Ирина Андрианова
Повесть
«Папа, я предательница. Помнишь день выпускного бала? Папа, я — черный человек. Иногда мне кажется,что меня вываляли в грязи, а грязь запеклась, засохла, обезобразила лицо, руки, ноги, тело. Скрючила душу. Ты не сможешь простить меня, папа, если узнаешь всю правду. Я предала тебя. Я потеряла тебя в гадкий выпускной вечер. Помнишь? Помнишь тот день?»
Это письмо я написала несколько лет назад.
Я не смогла отправить его.
Не смогла разорвать.
И забыть не могу до сих пор.
Получилось, что я написала его самой себе.
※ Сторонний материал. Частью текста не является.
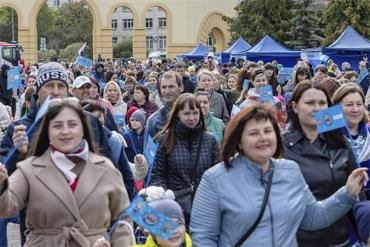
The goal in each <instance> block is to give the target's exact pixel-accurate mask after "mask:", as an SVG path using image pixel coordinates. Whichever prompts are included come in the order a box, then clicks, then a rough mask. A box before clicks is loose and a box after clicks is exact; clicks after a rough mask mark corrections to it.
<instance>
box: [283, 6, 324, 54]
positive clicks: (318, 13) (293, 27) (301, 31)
mask: <svg viewBox="0 0 370 247" xmlns="http://www.w3.org/2000/svg"><path fill="white" fill-rule="evenodd" d="M294 5H295V7H294V9H292V10H291V11H292V14H293V16H294V17H293V18H292V20H291V28H290V32H289V34H290V35H291V37H290V40H289V41H286V44H287V45H288V46H289V47H290V48H292V49H294V50H300V49H304V48H311V47H319V46H320V42H321V41H322V40H323V39H324V38H323V28H322V26H321V23H320V17H321V16H320V13H321V11H320V7H321V6H318V5H317V4H316V5H313V4H312V0H303V1H297V2H295V4H294Z"/></svg>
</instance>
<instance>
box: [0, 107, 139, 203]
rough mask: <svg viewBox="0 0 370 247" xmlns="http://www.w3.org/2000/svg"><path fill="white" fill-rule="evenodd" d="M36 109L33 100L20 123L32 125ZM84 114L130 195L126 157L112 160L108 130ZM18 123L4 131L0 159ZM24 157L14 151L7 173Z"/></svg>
mask: <svg viewBox="0 0 370 247" xmlns="http://www.w3.org/2000/svg"><path fill="white" fill-rule="evenodd" d="M37 111H38V106H37V104H36V103H35V101H33V102H32V105H31V108H30V110H29V112H28V113H27V115H26V117H24V118H23V119H22V124H23V125H25V126H27V128H29V127H30V126H31V125H32V123H33V122H34V121H35V118H36V114H37ZM85 114H86V115H87V116H88V118H89V120H90V126H91V130H92V133H93V138H94V141H95V144H96V145H97V149H98V150H99V152H100V153H101V154H102V155H104V156H106V157H108V158H109V159H110V160H112V162H113V163H114V165H115V166H116V167H117V168H118V169H119V170H120V171H121V173H122V176H123V179H124V182H125V186H126V189H127V192H128V193H129V196H132V193H130V192H132V191H133V190H134V183H135V180H134V177H133V175H132V172H131V170H130V166H129V164H128V162H127V158H126V159H125V156H124V157H121V158H120V160H119V162H118V164H117V162H114V159H113V158H112V152H111V148H110V146H109V144H108V140H107V136H108V134H109V130H108V129H104V128H103V126H102V125H101V124H100V122H99V120H98V119H97V118H96V117H95V116H94V115H92V114H91V113H89V112H85ZM20 123H21V121H20V120H18V121H16V122H15V123H13V124H11V125H9V127H8V129H7V132H6V134H5V136H4V138H3V140H2V142H1V145H0V159H1V160H2V161H3V160H4V159H5V157H6V156H7V154H8V152H9V150H10V149H11V148H12V147H13V145H14V144H13V140H12V136H13V132H14V126H16V125H19V124H20ZM39 126H40V123H38V124H37V125H36V128H34V129H33V131H31V133H30V134H29V135H28V140H29V143H31V141H32V138H33V136H34V133H35V132H36V131H37V129H38V127H39ZM24 158H25V156H24V155H20V153H18V152H16V153H15V154H14V155H13V157H12V158H11V159H10V160H9V162H8V164H7V169H8V172H9V174H12V173H13V172H14V171H15V169H16V163H17V162H19V161H21V160H23V159H24Z"/></svg>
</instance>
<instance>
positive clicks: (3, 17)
mask: <svg viewBox="0 0 370 247" xmlns="http://www.w3.org/2000/svg"><path fill="white" fill-rule="evenodd" d="M12 11H13V18H14V39H15V40H17V39H18V17H17V12H16V11H15V10H14V9H12V8H9V7H4V8H1V9H0V41H3V42H10V41H12V40H13V37H12Z"/></svg>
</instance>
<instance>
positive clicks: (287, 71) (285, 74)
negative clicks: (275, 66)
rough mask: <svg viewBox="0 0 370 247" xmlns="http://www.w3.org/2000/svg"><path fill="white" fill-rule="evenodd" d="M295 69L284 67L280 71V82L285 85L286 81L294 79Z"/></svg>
mask: <svg viewBox="0 0 370 247" xmlns="http://www.w3.org/2000/svg"><path fill="white" fill-rule="evenodd" d="M292 74H293V68H286V67H283V68H281V69H280V70H279V75H278V82H279V83H280V84H284V83H285V82H286V81H289V80H290V79H292Z"/></svg>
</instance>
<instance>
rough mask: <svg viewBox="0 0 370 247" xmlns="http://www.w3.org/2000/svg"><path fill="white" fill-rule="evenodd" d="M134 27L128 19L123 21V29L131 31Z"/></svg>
mask: <svg viewBox="0 0 370 247" xmlns="http://www.w3.org/2000/svg"><path fill="white" fill-rule="evenodd" d="M133 25H134V22H133V20H132V19H131V18H130V19H123V29H132V27H133Z"/></svg>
Однажды я возвращалась домой в ночной электричке с одним мальчиком. Его звали Черт. Конечно, это было не имя, а кличка, но удивительно шедшая ему.
Черт, в свою очередь, звал меня Командиршей. Когда мы познакомились, я говорила со всеми решительно, отрывисто, громко смеялась, как какой-нибудь отставной полковник в семейном кругу. Одним словом, Черт был не дурак и верно дал мне кличку.
Итак, мы ехали в ночной электричке.
Окно, у которого мы сидели, было открыто, и влажный, немного резкий ветер теребил волосы на голове Черта. Но он не двигался, не менял уже целый час позы, не открывал глаз — дремал, прислонившись к оконному косяку.
Я то и дело взглядывала на Черта; на душе было кисло, сплошные сквозняки. Я все время ждала: он откроет свои милые глаза, улыбнется и что-нибудь спросит, — о, это было бы желаемое, неслыханное чудо! Но, мечтая об одном, я знала совершенно другое: через тридцать — сорок минут мы сойдем на перроне ночного пыльного вокзала, постоим минуту в молочном круге обшарпанного фонаря, Черт пробормочет что-то незначащее, усмехнется и исчезнет в темноте. Растворится — шоколадный мальчик. Он растворится, будто его и не было никогда в моей жизни. Да, именно так: в метро Черт не пойдет со мной, переждет, перекурит за углом; соваться в метро — это значит провожать девочку до дома, при этом играя роль влюбленного мальчика.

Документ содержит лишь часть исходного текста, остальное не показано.